Zugleich trägt die Platte die Kennzeichnung "451", eine
Zahl, die aus Ray Bradburys Roman "Fahrenheit 451" abgeleitet
wurde und jene Temparatur bezeichnet, bei der Papier (also auch Bücher)
zu brennen beginnen. Diese Zahl kann als deutliche Absage an jene Stimmen
der letzten Jahre gewertet werden, die ihnen unliebsame Kulturgüter
(bzw. Tonträger) am Liebesten verbrennen würden... Auch die
verwendete Fraktur-Schrift, die so oft der Nazi-Ästhetik zugeordnet
wird, war im Dritten Reich tatsächlich verboten.
Bleibt die äußerst unterhaltsame und abwechslungsreiche
Musik: rhythmisch gesampelte Neoklassik, mittelalterliche Akzente, euphorische
Gothic-Marschmusik und Militarypop mit geflüstertem und proklamiertem
Männer- und Frauengesang in mehreren Sprachen (gelegentlich etwas
schräg), Gastauftritte befreundeter Musiker. Vieles bleibt beim Alten,
auch wenn die Stücke hier nicht durchweg zu einem klaren Konzept
zusammenfließen. Aber wer wird denn schon immer ein Konzeptalbum
verlangen?! Der beharrliche Verzicht auf nachlesbare Texte und Songtitel
bewahrt den diffusen Charakter, der mit enormem Bombast allenfalls ein
unheimliches Raunen produziert und gegen Ende deutlich destruktive Züge
trägt, die eine martialische Klangwelt in ein atonales Inferno münden
lassen. Das sehr ernsthafte - von Marco Deplano vorgetragene - letzte
Stück holt den geneigten Hörer aus der militaristisch-fetischistischen
Traumwelt unsanft in die Realität zurück...
Stellt sich die Frage, ob es sich bei BH um 'faschistische'
Musik handelt... Bedenkt man die Mischung aus mittelalterlicher Melodik,
monotonen Loops, atonalen Industrialpassagen, Samples, mehrsprachigen
Texten usw. entsteht daraus eher das Bild einer synkretistischen Subkultur-Formation,
die ihr geneigtes Minderheitenpublikum gut bedient, jedoch in keiner Weise
massenkompatibel ist (ungeachtet der poppigen Auflockerungen)- Ilsa Gold
dürften da erfolgreicher sein.
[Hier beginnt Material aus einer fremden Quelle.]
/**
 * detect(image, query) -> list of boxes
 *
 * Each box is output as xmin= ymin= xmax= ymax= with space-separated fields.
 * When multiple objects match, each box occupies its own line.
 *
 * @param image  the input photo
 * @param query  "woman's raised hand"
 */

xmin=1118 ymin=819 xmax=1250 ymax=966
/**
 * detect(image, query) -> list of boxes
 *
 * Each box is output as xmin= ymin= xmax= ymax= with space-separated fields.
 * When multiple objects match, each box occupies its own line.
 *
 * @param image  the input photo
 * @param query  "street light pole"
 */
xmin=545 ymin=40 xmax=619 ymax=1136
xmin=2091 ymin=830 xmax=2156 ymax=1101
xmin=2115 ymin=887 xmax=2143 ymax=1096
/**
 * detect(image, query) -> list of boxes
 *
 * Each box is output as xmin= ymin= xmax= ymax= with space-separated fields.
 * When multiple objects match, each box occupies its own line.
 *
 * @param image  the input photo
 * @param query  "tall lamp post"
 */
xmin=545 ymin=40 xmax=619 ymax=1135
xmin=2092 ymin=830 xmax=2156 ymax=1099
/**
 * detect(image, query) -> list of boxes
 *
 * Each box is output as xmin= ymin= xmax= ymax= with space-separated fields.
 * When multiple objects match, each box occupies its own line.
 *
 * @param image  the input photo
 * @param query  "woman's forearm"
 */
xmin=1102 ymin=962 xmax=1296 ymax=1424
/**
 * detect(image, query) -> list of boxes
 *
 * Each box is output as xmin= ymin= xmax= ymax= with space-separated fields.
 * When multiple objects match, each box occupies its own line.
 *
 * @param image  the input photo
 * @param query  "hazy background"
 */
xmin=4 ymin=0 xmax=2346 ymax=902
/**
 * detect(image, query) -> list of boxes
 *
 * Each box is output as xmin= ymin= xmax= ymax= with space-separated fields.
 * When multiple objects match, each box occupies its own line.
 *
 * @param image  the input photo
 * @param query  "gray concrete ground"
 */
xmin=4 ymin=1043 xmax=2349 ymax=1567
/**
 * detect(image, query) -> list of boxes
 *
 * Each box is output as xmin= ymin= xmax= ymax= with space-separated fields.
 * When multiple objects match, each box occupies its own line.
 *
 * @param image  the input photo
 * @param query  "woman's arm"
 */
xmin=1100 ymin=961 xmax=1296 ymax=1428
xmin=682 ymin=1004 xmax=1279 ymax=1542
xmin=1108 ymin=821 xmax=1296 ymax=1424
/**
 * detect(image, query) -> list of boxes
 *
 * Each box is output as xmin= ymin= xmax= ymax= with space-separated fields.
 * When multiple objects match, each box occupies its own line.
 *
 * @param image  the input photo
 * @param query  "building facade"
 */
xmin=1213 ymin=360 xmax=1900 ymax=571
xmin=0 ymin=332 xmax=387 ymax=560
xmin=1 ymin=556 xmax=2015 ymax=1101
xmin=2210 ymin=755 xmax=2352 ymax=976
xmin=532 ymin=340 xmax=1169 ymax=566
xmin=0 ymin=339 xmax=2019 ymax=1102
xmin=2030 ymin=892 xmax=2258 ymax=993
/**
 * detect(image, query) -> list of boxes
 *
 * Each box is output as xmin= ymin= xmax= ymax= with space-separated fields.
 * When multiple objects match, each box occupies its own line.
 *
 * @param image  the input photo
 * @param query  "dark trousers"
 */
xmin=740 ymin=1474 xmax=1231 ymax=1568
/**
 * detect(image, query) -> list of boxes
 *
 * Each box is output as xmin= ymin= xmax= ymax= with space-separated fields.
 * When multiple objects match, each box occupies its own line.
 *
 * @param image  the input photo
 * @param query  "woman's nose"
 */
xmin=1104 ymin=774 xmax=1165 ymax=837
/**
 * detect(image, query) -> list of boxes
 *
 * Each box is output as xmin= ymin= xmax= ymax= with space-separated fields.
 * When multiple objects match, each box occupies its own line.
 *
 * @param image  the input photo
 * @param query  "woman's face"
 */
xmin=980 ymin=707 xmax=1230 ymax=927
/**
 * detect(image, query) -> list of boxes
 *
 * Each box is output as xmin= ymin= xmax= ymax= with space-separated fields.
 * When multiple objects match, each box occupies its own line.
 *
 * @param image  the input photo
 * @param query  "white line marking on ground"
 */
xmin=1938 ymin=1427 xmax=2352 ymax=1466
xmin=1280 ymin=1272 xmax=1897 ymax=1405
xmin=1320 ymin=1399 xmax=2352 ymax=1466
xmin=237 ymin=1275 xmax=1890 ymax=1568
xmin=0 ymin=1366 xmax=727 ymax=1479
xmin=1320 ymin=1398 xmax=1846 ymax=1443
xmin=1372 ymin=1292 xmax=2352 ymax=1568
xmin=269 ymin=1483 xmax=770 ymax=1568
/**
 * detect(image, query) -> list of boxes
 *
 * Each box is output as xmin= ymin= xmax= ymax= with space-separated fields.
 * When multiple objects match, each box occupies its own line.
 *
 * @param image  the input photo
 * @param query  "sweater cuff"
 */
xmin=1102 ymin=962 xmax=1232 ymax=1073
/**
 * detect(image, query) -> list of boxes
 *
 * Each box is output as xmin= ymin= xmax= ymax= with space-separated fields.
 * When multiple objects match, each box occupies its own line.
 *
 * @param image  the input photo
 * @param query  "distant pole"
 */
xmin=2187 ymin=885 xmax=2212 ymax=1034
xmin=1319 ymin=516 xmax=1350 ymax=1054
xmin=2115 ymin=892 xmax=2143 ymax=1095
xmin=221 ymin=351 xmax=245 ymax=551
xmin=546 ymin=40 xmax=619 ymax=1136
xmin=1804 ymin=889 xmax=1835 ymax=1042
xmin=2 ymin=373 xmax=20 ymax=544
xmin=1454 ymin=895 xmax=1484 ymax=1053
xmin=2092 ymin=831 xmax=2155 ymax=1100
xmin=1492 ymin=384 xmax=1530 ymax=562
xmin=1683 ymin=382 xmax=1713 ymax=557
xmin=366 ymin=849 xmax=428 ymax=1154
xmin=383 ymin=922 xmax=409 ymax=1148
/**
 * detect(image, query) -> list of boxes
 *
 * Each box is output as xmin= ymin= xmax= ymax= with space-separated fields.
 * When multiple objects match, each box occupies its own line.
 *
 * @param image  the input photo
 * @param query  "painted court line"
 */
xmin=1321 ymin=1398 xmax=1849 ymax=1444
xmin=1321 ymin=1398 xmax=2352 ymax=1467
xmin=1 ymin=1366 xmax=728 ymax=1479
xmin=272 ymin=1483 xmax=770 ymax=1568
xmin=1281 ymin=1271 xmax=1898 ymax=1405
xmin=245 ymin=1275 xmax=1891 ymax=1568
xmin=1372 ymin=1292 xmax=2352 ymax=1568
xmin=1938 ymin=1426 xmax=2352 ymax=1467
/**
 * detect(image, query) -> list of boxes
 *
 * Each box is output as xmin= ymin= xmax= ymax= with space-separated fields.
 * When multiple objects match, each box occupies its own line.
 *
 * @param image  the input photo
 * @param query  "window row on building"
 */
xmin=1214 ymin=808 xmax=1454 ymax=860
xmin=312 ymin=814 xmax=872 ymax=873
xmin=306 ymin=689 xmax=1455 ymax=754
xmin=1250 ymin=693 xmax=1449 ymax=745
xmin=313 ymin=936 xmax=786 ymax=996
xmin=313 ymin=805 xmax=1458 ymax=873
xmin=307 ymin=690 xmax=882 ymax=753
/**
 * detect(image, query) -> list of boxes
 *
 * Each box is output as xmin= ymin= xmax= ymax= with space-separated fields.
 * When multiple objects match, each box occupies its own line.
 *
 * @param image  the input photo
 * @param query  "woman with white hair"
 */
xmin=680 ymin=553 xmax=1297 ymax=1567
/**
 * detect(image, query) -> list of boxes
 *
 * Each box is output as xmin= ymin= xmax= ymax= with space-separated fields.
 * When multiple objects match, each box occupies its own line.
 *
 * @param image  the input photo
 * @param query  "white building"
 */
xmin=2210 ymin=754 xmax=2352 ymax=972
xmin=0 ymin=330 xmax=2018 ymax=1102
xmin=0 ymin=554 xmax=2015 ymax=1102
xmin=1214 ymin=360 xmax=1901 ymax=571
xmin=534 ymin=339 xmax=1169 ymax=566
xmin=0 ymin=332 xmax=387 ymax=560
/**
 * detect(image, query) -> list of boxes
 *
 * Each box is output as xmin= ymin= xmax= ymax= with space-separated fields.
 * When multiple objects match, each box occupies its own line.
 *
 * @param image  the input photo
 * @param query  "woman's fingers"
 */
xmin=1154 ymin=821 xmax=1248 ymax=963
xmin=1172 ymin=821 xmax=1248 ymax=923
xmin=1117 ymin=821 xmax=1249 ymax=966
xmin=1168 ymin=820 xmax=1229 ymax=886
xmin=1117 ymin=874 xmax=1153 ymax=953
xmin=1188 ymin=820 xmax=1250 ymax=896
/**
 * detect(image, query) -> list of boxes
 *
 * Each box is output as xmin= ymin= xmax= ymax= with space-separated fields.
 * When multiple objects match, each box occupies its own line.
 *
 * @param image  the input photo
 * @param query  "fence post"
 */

Marschmusik-Elemente werden hier eher
musikalisch dekonstruiert, Soldatenlieder als Zerrbild präsentiert.
Bereits die früheren Veröffentlichung ließen sich so nahezu
als Abrechnung mit dumpf-folkloristischer oder - militaristischer Musik
rezipieren. Die Gesamtstimmung ist augenzwinkernd-apokalyptisch, nur manchmal
euphorisch. In der Tat findet man Elemente, die vom 'Leben als Kampf'
künden, doch wofür? Und in wessen Namen? Von nachvollziehbarer
Programmatik (die einige Kritiker hier immer wieder konstatieren) keine
Spur. Der BH löst sich letztlich in seinen selbstproduzierten Widersprüchen
auf. Und so passt er hervorragend in unsere Welt der Simulakren...
Also: zweimal Wiener Aktionismus, einmal im Raver-, einmal
im Marschierer-Outfit. Enjoy! Or leave it.